Districtwide, about 65 percent of all Hernando County students qualify for and receive free and reduced meals at school, which is the norm for districts across the state. In 2013, 55 of Florida’s 67 school districts reported half or more of their students were eligible for free and reduced-price lunch, compared to only 33 districts 10 years ago.
According to a Florida Department of Education accountability report released in May, the number of Hernando County students enrolled in the program has increased 54 percent since 2003.
The cumulative statewide increase during the same time period was 36 percent, the report shows, or a difference of 417,920 more students enrolled in the program than 10 years ago.
In 2003, there were 1,158,800 eligible students, and now there are 1,576,720 statewide.
The numbers correspond with school performance for the 2012-13 school year. The five highest performing middle and elementary schools in Hernando County, which earned A and B grades, have a combined average of 16 percent less students on free and reduced lunch than schools that earned C grades, district data shows.
District data also shows every school that earned a C grade or lower this year, with the exception of Powell Middle School and J.D. Floyd, are classified by the state as “low-economic schools,” meaning 75 percent or more of students qualify for and receive free or reduced lunch.
Deltona Elementary is at the top of that list with more than 84 percent of its students enrolled in the program. But the school proved this year there are exceptions to what 30 years of research studies have concluded, which is that schools with high concentrations of economically disadvantaged students generally demonstrate lower levels of achievement than schools with lower concentrations of economically disadvantaged students.

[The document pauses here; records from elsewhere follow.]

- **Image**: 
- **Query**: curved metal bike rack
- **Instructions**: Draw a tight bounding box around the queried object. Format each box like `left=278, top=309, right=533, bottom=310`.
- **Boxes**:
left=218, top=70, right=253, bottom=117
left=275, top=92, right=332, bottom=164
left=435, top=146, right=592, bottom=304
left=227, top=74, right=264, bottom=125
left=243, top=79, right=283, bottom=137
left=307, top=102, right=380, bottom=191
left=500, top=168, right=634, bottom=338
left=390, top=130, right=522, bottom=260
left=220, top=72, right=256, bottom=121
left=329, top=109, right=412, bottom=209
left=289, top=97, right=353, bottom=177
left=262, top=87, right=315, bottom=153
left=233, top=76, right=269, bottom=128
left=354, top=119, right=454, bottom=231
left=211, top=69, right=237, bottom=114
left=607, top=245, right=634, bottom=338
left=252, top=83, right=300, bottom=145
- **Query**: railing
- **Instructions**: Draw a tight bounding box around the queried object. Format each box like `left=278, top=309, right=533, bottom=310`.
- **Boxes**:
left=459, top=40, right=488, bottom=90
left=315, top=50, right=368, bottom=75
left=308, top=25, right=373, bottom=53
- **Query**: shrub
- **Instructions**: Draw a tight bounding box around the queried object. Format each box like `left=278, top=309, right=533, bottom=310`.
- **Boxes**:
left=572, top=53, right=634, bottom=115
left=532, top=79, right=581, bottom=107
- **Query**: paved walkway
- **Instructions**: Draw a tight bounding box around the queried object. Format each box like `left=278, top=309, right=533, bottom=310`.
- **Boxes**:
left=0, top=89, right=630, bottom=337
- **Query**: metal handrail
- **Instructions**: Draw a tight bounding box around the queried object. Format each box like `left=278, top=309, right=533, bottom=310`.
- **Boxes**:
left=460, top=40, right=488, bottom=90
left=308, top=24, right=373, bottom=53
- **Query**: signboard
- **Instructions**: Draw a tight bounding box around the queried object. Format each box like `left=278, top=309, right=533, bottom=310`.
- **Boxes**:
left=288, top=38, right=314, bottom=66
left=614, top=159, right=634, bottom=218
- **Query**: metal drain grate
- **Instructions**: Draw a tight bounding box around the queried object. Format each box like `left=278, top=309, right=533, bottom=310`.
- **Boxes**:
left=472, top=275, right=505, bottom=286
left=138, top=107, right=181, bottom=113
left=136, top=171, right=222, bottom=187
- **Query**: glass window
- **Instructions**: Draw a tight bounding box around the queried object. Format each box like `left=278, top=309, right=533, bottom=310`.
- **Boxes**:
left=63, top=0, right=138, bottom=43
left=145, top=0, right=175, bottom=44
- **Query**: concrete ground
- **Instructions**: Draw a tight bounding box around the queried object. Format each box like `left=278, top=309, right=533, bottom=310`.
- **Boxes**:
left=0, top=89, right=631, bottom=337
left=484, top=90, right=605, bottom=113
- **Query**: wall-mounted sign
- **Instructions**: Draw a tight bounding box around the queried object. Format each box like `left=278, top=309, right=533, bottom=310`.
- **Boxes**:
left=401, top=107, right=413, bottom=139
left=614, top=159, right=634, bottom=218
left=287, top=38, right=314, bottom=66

While recent data suggests this statement from Hernando County School District Department of Food and Nutrition holds mostly true for the district, Deltona stands alone as the only school to raise a letter grade.
According to Deltona principal Debi Vermette, the D school raised its grade to a C and was just points away from a B.
“We believe that all students will achieve regardless of income,” she said. “You have to believe all children will achieve a high grade, regardless of what they’ve been through or where they come from.”
None of the schools that earned A or B grades meet the state’s classification as “low-economic schools,” district and FDOE data shows.
However, more than half of students who attend the highest-performing schools in the district – Chocachatti, Suncoast, Brooksville, Challenger and West Hernando Middle – also qualify for and receive free or reduced-price meals.
The combined percentage of students attending these schools who qualify is just shy of 60 percent, according to district data. A little more than 76 percent of students attending schools with a C, D, or F grade qualify.
Brooksville Elementary also ranks among schools that’s proven to make learning gains and improve grades with a high percentage of students that qualify for free and reduced lunch: 73 percent.
“Brooksville Elementary works to keep their students’ grades up, regardless,” said School Board member and longtime volunteer at the school Cynthia Moore.
“One day before FCAT, the students have breakfast. It’s like a family, and everybody works together.”
Ron Vat Matre, executive director of the nonprofit inter-faith organization People Helping People in Hernando County, has been working with eight Title I schools in the district since 2010 through their “Weekend Blessings: Feeding Hernando County Children” program.
“We go to the current schools and ask for the bottom 50 or 60,” he said. “We want the neediest of the needy. Last school year we took care of a little more than 500 students.”
The program provides weekend food for children throughout the school year who otherwise would not have sufficient food, and go to school hungry on Mondays, he said.
The organization provides food in backpacks on Friday, and retrieves the empty backpacks the following week. The program continues to grow out of necessity, he said.